Add flops profiler tutorial #682

cli99 · 2021-01-20T09:22:31Z

Added the flops profiler tutorial, configuration, and feature to the website. Also fixed names of some flops profiler function parameters.

samyam · 2021-02-03T20:30:45Z

deepspeed/profiling/flops_profiler/README.md

+        )
+        (transformer): ParallelTransformer(
+          12.61 M, 32.43% Params, 103.62 GMACs, 100.00% MACs, 4.4 ms, 13.22% time, 4.7e+01 TFLOPS,
+          (layers): ModuleList(


Why is time percent and TFlops 0 for ModuleList?

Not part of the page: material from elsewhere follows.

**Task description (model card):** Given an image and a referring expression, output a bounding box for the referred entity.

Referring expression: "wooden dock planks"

samyam · 2021-02-03T20:31:48Z

deepspeed/profiling/flops_profiler/README.md

+    model = models.alexnet()
    batch_size = 256
-    macs, params, steps = get_model_profile(model, # the PyTorch model to be profiled
+    macs, params = get_model_profile(model=model, # model


It would be good to how how the model is called without the profiling so that the input_res and input_consturctors are clearer. Maybe have:
if profile:
macs, params = get_model_profile
else:
output/loss = model(....)

samyam · 2021-02-03T20:33:10Z

deepspeed/profiling/flops_profiler/README.md

-    macs, params, steps = get_model_profile(
+    batch_size = 5
+    seq_len = 128
+    macs, params = get_model_profile(


It would be good to how how the model is called without the profiling so that the input_res and input_consturctors are clearer. Maybe have:
if profile:
macs, params = get_model_profile
else:
output/loss = model(....)

Made changes as suggested

samyam · 2021-02-03T20:34:56Z

deepspeed/profiling/flops_profiler/README.md

-# Output:
-# Number of multiply-adds:        21.74 GMACs
-# Number of parameters:           109.48 M
+Below is an example of this usage in a typical training workflow.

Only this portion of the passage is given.